US20240205520
2024-06-20
Electricity
H04N21/8549
A method for summarising long videos featuring spoken content is presented, leveraging speech recognition to convert video files into transcripts. These transcripts are then segmented into multiple paragraphs using a transformer-based model. Each paragraph is assigned an importance score based on its relevance to the overall content of the transcript, enabling effective ranking and selection of significant information.
The method involves creating candidate summaries from the ranked paragraphs, each containing two or more paragraphs. Coherence reranking is applied to these candidate summaries, evaluating both coherence and relevance. This process ensures that the final selected summary is not only important but also coherent and understandable for viewers.
Key innovations include the use of unsupervised learning techniques for extractive summarisation, which addresses limitations of existing systems that often rely on labeled data. The method employs pretrained transformer models to compute similarities between paragraphs, utilizing a page rank algorithm for effective relevance ranking. Additionally, an adapter-based approach is used to segment spoken text into coherent paragraphs.

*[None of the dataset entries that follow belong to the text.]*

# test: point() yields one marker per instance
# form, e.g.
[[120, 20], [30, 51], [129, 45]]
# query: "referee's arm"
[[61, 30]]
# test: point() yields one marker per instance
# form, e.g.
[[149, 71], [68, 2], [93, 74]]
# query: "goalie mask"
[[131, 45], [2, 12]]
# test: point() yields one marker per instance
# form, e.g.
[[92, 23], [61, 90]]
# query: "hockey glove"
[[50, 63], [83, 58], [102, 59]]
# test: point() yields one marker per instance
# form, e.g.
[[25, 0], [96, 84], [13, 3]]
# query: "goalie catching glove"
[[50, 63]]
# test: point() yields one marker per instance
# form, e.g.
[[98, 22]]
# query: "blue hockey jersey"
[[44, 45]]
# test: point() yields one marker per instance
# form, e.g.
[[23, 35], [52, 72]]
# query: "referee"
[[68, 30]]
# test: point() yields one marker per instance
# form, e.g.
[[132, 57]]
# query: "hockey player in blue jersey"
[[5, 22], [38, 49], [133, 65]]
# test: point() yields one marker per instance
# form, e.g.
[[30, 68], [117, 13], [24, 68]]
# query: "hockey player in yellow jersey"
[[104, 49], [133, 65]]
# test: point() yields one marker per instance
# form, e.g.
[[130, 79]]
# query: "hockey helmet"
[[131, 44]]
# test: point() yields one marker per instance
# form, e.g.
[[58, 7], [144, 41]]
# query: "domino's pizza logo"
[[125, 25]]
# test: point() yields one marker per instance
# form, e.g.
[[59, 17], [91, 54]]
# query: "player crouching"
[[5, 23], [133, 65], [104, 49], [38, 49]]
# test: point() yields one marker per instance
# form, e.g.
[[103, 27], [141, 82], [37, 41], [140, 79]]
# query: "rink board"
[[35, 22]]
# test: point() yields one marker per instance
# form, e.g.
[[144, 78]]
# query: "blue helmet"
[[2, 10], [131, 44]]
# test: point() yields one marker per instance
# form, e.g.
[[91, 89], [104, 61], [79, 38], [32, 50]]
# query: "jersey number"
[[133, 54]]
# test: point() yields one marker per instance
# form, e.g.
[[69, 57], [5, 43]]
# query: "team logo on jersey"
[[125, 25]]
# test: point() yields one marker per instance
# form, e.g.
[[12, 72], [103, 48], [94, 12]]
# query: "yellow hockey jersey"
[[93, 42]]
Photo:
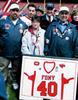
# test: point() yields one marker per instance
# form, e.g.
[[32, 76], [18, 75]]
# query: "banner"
[[50, 78]]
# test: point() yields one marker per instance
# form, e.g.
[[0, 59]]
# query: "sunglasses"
[[17, 10]]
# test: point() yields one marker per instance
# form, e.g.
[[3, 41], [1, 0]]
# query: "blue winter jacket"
[[3, 94], [61, 40], [12, 36]]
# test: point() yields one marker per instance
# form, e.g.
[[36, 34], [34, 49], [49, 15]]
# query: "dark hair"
[[31, 5], [35, 17]]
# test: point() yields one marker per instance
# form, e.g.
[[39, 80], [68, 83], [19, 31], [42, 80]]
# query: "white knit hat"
[[64, 8]]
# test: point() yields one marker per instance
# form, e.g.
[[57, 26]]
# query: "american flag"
[[7, 5]]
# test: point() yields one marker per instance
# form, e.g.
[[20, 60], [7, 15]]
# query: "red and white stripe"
[[7, 4]]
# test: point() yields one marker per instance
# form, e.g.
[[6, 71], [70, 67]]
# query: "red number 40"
[[51, 90]]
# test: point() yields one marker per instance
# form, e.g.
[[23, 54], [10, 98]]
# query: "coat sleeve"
[[47, 40], [26, 45]]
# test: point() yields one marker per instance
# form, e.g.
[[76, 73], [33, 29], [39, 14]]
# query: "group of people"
[[35, 33]]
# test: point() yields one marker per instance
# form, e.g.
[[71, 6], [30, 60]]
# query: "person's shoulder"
[[72, 25]]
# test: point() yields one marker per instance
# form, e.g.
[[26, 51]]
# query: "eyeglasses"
[[17, 10]]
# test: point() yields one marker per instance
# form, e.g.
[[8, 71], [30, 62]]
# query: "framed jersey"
[[48, 78]]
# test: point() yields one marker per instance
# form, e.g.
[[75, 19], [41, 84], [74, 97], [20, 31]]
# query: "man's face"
[[63, 15], [49, 12], [14, 13], [35, 24], [32, 11]]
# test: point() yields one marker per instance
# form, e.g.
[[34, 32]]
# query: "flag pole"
[[44, 5], [60, 4]]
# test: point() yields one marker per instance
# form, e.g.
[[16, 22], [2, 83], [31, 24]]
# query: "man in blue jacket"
[[61, 38], [3, 94], [12, 29]]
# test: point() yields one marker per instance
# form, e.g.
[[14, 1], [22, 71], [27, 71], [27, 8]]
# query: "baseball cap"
[[49, 6], [14, 6], [64, 8]]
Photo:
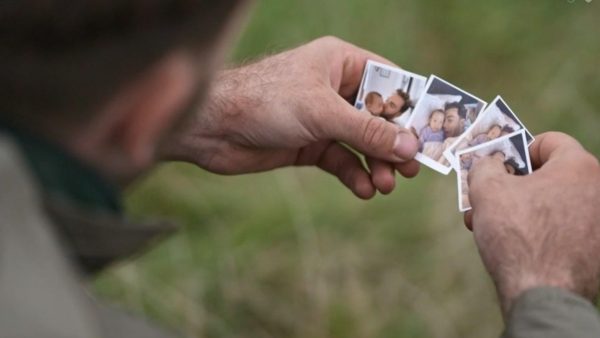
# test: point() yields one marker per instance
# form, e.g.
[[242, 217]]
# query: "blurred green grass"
[[291, 253]]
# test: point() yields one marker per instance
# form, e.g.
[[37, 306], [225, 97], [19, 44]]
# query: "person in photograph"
[[507, 130], [374, 103], [493, 133], [471, 117], [396, 104], [454, 126], [432, 132], [454, 121]]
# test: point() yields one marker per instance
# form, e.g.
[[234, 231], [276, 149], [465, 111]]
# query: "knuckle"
[[330, 39], [589, 160], [373, 132]]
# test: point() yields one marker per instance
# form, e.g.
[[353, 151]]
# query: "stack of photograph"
[[455, 129]]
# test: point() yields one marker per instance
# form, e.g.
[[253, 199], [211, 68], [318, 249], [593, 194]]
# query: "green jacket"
[[48, 249]]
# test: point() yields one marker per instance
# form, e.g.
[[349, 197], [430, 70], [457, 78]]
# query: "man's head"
[[108, 79], [396, 104], [494, 131], [512, 167], [454, 122], [436, 120], [374, 103]]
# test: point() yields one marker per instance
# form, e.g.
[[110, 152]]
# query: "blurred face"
[[494, 132], [393, 105], [375, 105], [436, 121], [453, 124], [509, 168], [465, 158]]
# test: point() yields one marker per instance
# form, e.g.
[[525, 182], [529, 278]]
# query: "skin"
[[541, 229], [453, 124], [436, 121], [256, 120], [393, 105]]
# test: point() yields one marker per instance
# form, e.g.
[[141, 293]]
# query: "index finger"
[[551, 145], [347, 69]]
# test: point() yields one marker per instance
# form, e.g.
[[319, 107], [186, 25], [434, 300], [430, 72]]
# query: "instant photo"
[[441, 116], [495, 121], [512, 149], [389, 92]]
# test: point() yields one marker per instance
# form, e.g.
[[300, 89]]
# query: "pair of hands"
[[293, 109]]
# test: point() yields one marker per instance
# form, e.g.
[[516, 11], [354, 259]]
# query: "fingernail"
[[405, 146]]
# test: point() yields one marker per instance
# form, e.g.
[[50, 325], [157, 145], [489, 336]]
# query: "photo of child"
[[511, 149], [432, 132], [495, 121], [389, 92], [445, 104]]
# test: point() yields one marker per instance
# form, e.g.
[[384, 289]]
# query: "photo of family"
[[441, 116], [511, 149], [389, 92], [495, 121]]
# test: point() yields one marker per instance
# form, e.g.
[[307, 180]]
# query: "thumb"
[[484, 175], [372, 136]]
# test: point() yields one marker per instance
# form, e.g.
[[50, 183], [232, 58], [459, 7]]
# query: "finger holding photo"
[[511, 150], [441, 116]]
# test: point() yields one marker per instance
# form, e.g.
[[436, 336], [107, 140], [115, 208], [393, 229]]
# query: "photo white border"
[[435, 165], [485, 145], [448, 153], [372, 63]]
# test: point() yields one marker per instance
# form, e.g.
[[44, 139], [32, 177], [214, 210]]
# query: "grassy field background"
[[291, 253]]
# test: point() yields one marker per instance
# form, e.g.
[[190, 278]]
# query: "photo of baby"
[[495, 121], [511, 149], [442, 115], [389, 92]]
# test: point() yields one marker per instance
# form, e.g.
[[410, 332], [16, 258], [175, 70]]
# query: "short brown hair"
[[371, 96], [65, 58]]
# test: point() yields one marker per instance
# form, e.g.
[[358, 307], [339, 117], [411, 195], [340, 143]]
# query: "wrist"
[[512, 289]]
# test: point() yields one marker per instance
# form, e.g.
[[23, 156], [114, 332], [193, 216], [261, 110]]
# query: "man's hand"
[[293, 109], [542, 229]]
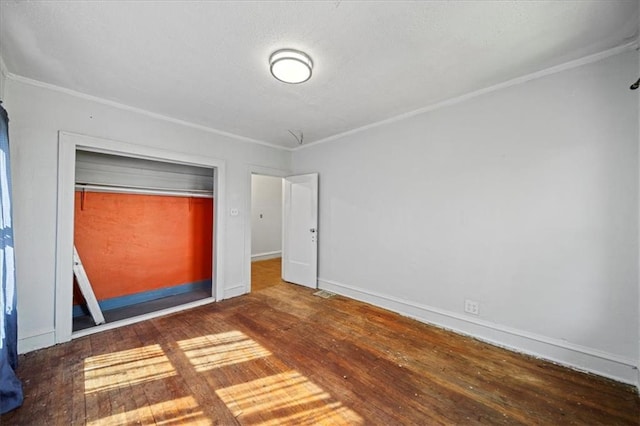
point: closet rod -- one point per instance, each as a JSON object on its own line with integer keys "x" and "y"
{"x": 144, "y": 191}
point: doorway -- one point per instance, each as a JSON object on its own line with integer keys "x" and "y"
{"x": 266, "y": 231}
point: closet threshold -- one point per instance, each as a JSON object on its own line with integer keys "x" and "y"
{"x": 143, "y": 191}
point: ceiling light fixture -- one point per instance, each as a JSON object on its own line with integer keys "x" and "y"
{"x": 291, "y": 66}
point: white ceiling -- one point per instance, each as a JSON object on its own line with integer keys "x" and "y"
{"x": 207, "y": 62}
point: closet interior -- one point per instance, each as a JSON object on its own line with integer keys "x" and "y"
{"x": 143, "y": 232}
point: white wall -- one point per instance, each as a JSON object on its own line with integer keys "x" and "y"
{"x": 266, "y": 216}
{"x": 37, "y": 114}
{"x": 524, "y": 199}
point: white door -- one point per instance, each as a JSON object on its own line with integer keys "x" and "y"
{"x": 300, "y": 230}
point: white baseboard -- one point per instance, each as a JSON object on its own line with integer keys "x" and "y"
{"x": 568, "y": 354}
{"x": 235, "y": 291}
{"x": 266, "y": 255}
{"x": 36, "y": 341}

Once a summary is selected, segments of the original video corresponding to the chosen paragraphs are identified using timestamps, allowing for the creation of a summary video or audio. The method also supports generating shortened summaries or trailer videos from selected sentences, providing flexibility in how summarized content can be utilized.
This summarisation system offers significant improvements over traditional methods by producing high-quality, coherent summaries without needing human feedback or ground truth comparisons. It enables users to access multiple variations of summaries tailored to different audience needs while optimizing computational efficiency by avoiding redundant processing of speech recognition models.